Today we are loading up a PODS container and beginning to see all the boxes appearing, dust coming off of things that haven’t been moved in forever and cabinets opened to groans — “WHY did we keep all this crap this whole time???” But while we’re going through the motions of another PCS, in the back of our minds, we’re also thinking about those we’ve known who won’t have the privilege of suffering through another crappy moving experience. Because while it certainly sucks — it is a PLEASURE. You know why? Because The Major has always come back. Every time they’ve sent him somewhere crappy. Every time I didn’t get to hear from him for weeks because he was forward deployed. Every time I have been so worried… he has come home. And that isn’t always the case.

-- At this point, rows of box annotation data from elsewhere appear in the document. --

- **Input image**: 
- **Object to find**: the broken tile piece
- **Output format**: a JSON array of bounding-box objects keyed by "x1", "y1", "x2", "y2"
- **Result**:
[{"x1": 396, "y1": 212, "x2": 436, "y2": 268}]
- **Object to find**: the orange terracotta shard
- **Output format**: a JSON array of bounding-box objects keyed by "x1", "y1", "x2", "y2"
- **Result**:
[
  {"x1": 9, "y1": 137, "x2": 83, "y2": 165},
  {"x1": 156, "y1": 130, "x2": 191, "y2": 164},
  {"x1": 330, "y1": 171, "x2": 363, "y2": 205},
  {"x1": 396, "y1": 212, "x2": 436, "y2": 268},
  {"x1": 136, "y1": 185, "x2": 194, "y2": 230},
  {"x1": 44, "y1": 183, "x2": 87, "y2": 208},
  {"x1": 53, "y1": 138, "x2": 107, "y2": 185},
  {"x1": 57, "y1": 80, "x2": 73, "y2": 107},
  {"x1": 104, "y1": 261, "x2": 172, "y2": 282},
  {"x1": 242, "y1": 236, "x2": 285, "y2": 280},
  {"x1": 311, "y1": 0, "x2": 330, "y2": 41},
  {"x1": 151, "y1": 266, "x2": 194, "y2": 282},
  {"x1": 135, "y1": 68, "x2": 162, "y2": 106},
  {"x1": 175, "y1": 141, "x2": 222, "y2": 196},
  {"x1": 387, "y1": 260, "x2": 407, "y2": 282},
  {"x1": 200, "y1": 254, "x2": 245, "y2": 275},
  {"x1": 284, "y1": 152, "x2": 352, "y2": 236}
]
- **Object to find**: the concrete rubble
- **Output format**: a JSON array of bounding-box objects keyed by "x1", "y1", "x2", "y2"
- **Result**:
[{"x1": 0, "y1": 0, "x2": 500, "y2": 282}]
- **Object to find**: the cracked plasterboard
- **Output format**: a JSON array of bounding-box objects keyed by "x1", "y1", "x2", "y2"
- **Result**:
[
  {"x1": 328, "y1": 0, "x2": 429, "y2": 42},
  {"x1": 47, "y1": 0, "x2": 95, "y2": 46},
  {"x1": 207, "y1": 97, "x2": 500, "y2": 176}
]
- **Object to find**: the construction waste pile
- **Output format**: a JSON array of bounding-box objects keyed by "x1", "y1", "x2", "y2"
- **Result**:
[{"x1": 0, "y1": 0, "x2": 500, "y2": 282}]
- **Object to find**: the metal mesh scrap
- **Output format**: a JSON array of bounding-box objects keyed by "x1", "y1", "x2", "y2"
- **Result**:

We are part of an aviation community. And while accidents happen in all arms of the services, here at home and in theater, when they happen in airplanes and helicopters, people don’t tend to survive. And we hear news regularly about accidents here at home that happen on what those families thought were just regular old workdays and school days. And I don’t forget that. When I send my kids off to school and The Major leaves in his flight suit and kisses me goodbye as he heads out the door to an early brief, I don’t forget what he’s out there doing. I have tried, but when you live near an airbase, you hear, see and feel jets and helicopters ALL the time. And it is impossible to forget that it’s my husband up there, flying at nearly the speed of sound in a metal container. (All in a day’s work, right?) But he has always come home.
So this post, like this day, is dedicated to those who didn’t come home. We continue to go through our day to day, a proud military family putting up with whatever crap comes with it, in their honor. We don’t forget them or the families who miss them every day, not just today. Thank you for the sacrifice. We will never be able to repay you for what you gave to this country.